Volume: 7
Issue: 3
March 15, 2012

Dear Colleagues:

This month I would like to discuss sequestration of toxic metals (usually mercury) and what this means in the practice of neural therapy. The word sequestration means in chemistry the binding of a chemical element or compound so that it is no longer available for reactions. In pathophysiology, it means binding of an element or compound in a particular location in the body.

It has been known for a long time that toxic substances when introduced to the body do not distribute evenly. Certain organs are more commonly targeted, the kidneys for example. The kidneys therefore “sequester” mercury. However this does not mean that they are more adversely affected than other organs. In fact, the kidneys seem to resist poisoning relatively well. Kidney failure by chronic mercury poisoning is probably rare. (Although I sometimes wonder about the many cases of kidney failure of “unknown cause”).

Chemicals deposit in specific areas according to the chemical environment in the area.If a dissolved substance precipitates because of lower pH in a test tube, it will do the same thing in a body tissue. It stands to reason that tissues that are not healthy are therefore more likely to accumulate toxins, especially toxic metals. This becomes a vicious cycle, because the presence of the toxic element worsens the condition of its environment.

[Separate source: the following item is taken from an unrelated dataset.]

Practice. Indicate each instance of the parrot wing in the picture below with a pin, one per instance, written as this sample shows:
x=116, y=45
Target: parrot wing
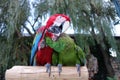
x=35, y=47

Interference fields are by definition areas of disturbed physiology; included in this definition is disturbed chemistry. It should not therefore be a surprise that toxic chemicals can accumulate in interference fields. This has clinical implications.

Experienced neural therapists are aware that neural therapy of an interference field, “opens up” the circulation of the area and helps release toxins. This can be beneficial, as when toxins that have accumulated in the liver (causing an interference field) are released, and liver function improves. Or it can be detrimental, when neural therapy of a tissue containing mercury “opens up” the tissues and releases mercury more quickly than the excretory organs can handle it.

The following case report is an example of the second scenario:

A 51 year old single business woman complained of several years of fatigue. A diagnosis of chronic mercury poisoning was made; her dental amalgam was replaced with composite material and she underwent a detoxification program, including intravenous DMPS chelation. The response to chelation was monitored by regular urinalysis for toxic metals and the chelation was continued to the point that her energy was restored and her urinary excretion of mercury was minimal.

Active treatment was discontinued, but two months later she underwent minor elective oral surgery. She suddenly became fatigued and in fact stated that she felt “exactly as before” her amalgam removal and detoxification. Intravenous DMPS was again administered and a very high mercury level (over 175 micrograms/gm. of creatinine) was measured in the urine in the first 6 hours. Repeat intravenous DMPS injections reduced her mercury excretion to normal and restored her energy level over the ensuing months.

 Similar responses may occur with neural therapy of cranial autonomic ganglia, especially the sphenopalatines. Research has shown considerable accumulation of mercury in the soft tissues and bones of the lower face in those with dental amalgam (past or present). Neural therapy of the sphenopalatine ganglion can in certain patients provoke a significant toxic reaction.

Sequestration of mercury (and other toxins) has practical clinical importance. However it also raises theoretical problems for scientific measurement of toxic “body burden”. Attempts have been made to assess the total amount of toxic metals in the body using chelating agents in provocation tests. The Quicksilver Tri-test (See “Quicksilver” vol.5, no.5 newsletter) attemps the same thing with mercury.  However no method to date takes into account the possibility of sequestration of metals.

Both diagnosis and assessment of the response to treatment of chronic metal toxicity must continue to be matters of clinical judgement. Laboratory tests can be helpful, but sequestration of toxic metals continues to be a confounding factor of which clinicians need to be aware.